Naast de toets op een (echte) arbeidsovereenkomst kan het nodig zijn een fictieve dienstbetrekking voor de loonbelasting/premie volksverzekeringen en/of de werknemersverzekeringen uit te sluiten. Bij zzp’ers die in opdracht van een zorginstelling zorg verlenen is dit het geval. Om de fictieve dienstbetrekking voor de zzp’er die in opdracht van een zorginstelling zorg verleent uit te sluiten, moet er sprake zijn van zelfstandige uitoefening van een beroep (ondernemerschap).

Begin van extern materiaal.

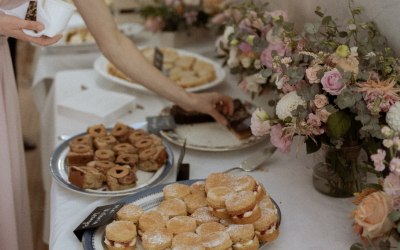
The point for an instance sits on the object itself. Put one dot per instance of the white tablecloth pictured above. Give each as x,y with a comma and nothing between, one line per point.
310,220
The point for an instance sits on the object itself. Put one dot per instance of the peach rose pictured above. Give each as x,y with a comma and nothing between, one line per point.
372,215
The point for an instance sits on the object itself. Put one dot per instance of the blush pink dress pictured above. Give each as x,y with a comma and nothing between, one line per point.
15,221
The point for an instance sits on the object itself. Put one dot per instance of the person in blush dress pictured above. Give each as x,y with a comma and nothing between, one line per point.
15,226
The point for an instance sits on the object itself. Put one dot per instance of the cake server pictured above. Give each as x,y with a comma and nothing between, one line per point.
254,161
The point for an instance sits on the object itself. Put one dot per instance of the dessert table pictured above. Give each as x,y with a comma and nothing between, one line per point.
310,220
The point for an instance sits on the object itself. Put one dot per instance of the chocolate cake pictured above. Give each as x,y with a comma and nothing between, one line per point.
239,121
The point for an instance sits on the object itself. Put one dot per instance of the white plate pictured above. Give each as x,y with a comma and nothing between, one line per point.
148,200
59,170
129,29
101,67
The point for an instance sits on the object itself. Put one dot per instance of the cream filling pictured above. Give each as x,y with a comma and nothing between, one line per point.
246,214
247,243
221,210
121,245
258,189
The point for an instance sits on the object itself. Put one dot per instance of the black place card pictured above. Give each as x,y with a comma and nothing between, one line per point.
101,216
157,123
158,59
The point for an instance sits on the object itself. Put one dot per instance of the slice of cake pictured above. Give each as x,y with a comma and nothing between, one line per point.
239,121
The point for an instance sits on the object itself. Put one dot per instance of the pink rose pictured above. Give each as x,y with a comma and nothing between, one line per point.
391,185
260,125
372,215
331,82
320,101
266,55
154,24
378,160
323,114
279,139
312,73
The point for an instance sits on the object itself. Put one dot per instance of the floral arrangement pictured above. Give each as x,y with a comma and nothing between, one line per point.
174,15
377,215
252,34
335,88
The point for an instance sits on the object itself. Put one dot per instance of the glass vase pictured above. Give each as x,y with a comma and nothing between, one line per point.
341,172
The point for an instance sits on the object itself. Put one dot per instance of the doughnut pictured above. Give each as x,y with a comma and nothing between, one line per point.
194,201
127,159
118,172
159,239
136,135
176,190
130,212
173,207
124,148
181,224
210,227
143,143
105,142
97,130
121,132
104,155
80,148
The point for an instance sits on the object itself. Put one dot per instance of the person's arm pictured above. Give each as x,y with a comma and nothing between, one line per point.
127,58
12,26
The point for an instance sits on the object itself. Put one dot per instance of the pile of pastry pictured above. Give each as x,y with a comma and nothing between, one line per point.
101,157
185,70
78,35
222,212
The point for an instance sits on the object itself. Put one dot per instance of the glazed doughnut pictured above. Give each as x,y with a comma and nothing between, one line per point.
130,212
152,220
105,142
124,148
118,171
97,130
104,155
84,139
80,148
210,227
198,188
217,241
127,159
80,156
181,224
121,132
159,239
136,135
143,143
186,241
172,207
194,201
176,190
203,215
103,166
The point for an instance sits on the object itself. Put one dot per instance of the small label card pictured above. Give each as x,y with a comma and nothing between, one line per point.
157,123
158,59
101,216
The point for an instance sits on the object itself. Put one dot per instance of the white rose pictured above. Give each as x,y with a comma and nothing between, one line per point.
287,104
233,60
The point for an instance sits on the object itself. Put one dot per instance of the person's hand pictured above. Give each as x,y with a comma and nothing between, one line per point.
12,26
214,104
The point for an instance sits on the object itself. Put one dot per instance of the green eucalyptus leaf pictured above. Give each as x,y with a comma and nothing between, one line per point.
338,124
357,246
313,145
394,216
384,245
266,73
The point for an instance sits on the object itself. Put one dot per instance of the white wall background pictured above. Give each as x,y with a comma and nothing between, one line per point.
386,13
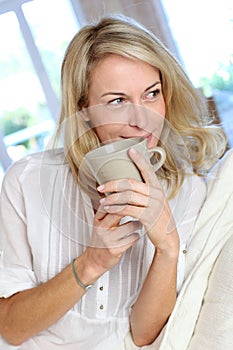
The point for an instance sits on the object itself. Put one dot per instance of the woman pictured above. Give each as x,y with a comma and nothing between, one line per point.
72,276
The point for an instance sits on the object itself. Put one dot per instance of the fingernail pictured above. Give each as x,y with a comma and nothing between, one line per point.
133,151
100,188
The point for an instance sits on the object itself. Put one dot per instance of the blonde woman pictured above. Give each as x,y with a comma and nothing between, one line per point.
61,289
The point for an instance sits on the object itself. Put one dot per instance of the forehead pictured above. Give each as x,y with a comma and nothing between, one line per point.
115,69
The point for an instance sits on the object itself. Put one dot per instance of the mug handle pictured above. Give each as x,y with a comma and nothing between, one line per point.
162,158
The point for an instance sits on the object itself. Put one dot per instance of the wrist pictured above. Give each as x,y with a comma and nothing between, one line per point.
86,270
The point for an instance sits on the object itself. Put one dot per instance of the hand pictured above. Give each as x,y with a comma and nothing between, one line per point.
145,202
109,240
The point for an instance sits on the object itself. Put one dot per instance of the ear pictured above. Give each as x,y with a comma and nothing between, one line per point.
84,114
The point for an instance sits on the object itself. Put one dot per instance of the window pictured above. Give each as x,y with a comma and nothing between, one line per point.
31,55
203,31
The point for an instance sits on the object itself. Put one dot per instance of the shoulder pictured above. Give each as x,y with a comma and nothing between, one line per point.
32,164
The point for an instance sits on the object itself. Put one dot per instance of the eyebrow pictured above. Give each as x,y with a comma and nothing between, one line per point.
123,94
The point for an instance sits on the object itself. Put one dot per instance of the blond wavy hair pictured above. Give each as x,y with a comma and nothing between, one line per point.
186,110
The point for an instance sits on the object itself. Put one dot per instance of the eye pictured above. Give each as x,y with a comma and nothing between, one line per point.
153,95
117,102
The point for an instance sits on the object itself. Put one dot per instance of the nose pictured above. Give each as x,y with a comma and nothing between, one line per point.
137,116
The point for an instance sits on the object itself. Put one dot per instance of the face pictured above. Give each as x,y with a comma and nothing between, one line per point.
125,100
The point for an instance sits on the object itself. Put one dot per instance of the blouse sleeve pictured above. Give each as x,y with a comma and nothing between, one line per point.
16,272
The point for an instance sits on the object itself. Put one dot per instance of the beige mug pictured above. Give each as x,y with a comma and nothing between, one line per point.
111,161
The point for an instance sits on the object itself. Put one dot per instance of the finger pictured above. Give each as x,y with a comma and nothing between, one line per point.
126,197
106,220
126,229
124,185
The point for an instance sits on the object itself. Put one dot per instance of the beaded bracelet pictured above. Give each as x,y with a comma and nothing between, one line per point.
80,283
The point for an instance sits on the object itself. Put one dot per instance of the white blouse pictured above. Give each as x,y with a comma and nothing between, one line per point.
45,222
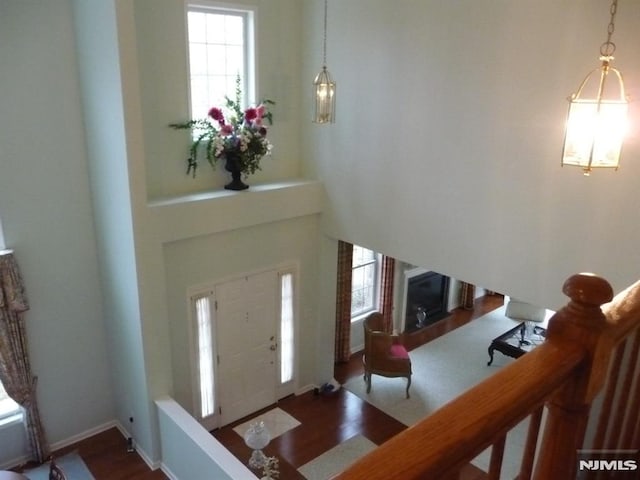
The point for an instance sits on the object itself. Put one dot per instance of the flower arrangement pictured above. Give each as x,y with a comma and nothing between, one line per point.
232,133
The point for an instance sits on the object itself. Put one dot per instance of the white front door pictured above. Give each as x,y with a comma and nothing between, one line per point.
247,344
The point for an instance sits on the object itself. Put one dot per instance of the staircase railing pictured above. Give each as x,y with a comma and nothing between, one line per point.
583,352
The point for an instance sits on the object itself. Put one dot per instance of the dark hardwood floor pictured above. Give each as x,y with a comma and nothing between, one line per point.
106,457
326,421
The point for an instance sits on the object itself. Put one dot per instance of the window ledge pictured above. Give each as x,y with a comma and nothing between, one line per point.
179,218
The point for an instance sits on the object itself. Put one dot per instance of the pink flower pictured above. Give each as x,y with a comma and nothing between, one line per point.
217,114
250,114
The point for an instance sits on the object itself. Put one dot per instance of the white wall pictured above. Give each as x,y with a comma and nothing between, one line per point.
189,452
446,150
48,220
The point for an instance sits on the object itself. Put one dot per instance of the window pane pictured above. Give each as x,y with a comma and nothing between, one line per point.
217,59
217,50
197,27
205,357
215,28
364,281
286,327
198,59
234,30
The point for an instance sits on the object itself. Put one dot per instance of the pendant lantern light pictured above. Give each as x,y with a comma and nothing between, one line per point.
596,124
324,89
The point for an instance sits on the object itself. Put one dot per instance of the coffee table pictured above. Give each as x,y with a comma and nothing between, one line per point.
514,342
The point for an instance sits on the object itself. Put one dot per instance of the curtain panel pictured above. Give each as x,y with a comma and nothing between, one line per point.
343,302
467,295
15,369
386,291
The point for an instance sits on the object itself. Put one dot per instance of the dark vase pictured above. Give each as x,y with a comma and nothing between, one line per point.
232,165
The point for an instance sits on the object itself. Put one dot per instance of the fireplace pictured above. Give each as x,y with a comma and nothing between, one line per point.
426,298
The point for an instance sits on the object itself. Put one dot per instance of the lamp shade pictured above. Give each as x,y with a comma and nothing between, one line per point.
596,126
324,98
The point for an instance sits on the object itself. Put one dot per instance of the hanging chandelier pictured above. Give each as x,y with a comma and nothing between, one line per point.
597,123
324,89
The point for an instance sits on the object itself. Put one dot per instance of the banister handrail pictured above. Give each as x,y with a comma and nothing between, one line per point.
434,448
572,364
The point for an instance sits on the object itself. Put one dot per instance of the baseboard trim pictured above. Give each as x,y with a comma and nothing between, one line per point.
140,451
305,389
83,435
16,462
167,471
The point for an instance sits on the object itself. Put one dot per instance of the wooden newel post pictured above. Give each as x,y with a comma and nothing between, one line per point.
580,324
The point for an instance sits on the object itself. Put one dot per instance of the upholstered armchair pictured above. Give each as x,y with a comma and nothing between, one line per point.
384,353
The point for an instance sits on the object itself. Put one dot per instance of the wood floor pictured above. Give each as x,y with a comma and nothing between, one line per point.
326,421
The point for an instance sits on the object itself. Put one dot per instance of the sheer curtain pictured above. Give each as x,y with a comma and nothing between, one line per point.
343,302
15,370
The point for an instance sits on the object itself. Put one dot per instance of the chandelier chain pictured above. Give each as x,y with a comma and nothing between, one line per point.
608,47
324,39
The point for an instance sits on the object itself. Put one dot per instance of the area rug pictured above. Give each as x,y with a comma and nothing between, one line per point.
276,420
442,370
72,464
337,459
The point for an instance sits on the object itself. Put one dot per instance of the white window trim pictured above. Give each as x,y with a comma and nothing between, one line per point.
376,302
250,10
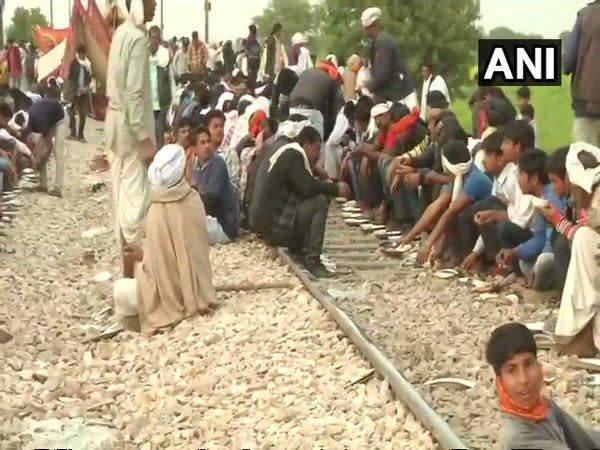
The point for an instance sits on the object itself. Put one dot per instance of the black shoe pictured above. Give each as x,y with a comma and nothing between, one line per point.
296,256
317,269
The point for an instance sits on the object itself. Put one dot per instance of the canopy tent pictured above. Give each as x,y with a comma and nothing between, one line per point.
48,38
50,62
88,26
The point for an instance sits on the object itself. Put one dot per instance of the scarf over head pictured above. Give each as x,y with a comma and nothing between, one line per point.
380,109
255,122
135,14
291,129
13,123
168,166
224,98
584,178
459,170
331,70
370,16
260,104
290,147
537,413
353,63
406,123
161,58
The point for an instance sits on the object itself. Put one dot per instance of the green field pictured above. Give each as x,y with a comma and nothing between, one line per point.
553,114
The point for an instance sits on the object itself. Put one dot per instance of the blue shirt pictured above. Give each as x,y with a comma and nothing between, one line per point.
218,194
476,185
542,231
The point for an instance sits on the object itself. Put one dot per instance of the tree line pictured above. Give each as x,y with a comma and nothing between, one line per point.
442,33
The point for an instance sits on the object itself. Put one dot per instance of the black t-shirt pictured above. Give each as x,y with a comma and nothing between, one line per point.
44,115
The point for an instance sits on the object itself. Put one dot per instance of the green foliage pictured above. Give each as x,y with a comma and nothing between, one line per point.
507,33
441,32
553,114
294,15
564,37
23,22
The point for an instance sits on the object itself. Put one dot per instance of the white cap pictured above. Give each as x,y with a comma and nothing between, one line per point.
369,16
298,38
380,109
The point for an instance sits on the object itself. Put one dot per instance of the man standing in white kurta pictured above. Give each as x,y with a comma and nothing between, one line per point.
129,125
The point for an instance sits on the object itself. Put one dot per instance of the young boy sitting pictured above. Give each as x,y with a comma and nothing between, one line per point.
504,185
528,114
468,185
209,176
186,137
523,99
529,418
517,210
524,245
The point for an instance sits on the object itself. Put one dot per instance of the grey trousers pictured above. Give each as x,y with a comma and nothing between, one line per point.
309,226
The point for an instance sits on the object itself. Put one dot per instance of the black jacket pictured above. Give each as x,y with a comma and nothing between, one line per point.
317,90
390,78
278,194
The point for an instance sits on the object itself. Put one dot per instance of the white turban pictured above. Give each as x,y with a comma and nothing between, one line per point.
135,14
161,58
168,166
298,38
380,109
332,59
13,123
370,16
261,103
578,175
459,170
224,98
291,129
247,98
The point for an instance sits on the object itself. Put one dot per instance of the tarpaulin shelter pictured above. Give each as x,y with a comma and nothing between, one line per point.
48,38
90,27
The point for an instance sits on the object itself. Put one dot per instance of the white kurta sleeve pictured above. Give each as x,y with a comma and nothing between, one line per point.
134,90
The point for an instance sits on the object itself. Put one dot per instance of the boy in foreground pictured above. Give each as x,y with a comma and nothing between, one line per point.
530,420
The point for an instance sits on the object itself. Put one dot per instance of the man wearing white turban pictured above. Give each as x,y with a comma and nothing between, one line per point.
390,79
578,324
173,280
300,60
129,125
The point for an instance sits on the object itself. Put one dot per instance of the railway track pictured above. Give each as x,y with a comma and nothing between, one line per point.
414,328
356,258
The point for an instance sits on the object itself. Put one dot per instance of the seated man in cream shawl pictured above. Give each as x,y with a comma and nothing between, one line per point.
173,280
578,324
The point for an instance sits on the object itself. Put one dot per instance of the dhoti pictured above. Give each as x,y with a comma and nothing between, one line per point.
131,192
580,302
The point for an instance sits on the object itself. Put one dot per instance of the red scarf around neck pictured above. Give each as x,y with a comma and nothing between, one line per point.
536,413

Voor de beoordeling of sprake is van ondernemerschap is een aantal criteria ontwikkeld in de rechtspraak. Deze criteria moeten gezamenlijk en in onderlinge samenhang worden bezien. Het gaat daarbij onder andere om het lopen van (ondernemers)risico ten aanzien van omzet, aansprakelijkheid en debiteuren, de duurzaamheid en omvang van de werkzaamheden en de mate van zelfstandigheid bij het verrichten van werkzaamheden. Een ander belangrijk element is het aantal opdrachtgevers. Wanneer in opdracht van meerdere zorginstellingen zorg wordt verleend, dan is de mate van onafhankelijkheid groter dan wanneer slechts werkzaamheden worden verricht in opdracht van één zorgaanbieder. In de Kamerstukken3 naar aanleiding van de door uw Kamer in het kader van een VSO gestelde vragen over de brief van 10 oktober 2014 inzake de zzp’ers in de zorg (Kamerstuk 32 642, nr. 5), is nadere uitleg gegeven op dit punt. Daarbij is aangegeven dat als gewerkt wordt in opdracht van een zorginstelling, er sprake kan zijn van werken buiten dienstbetrekking als de zorgverlener voor meerdere opdrachtgevers (zorginstellingen) werkt en daardoor als solistisch werkende zorgverlener kan worden aangemerkt. Dit betekent dat een zorgverlener die voor één instelling aan meerdere cliënten zorg verleent doorgaans niet buiten dienstbetrekking zal werken.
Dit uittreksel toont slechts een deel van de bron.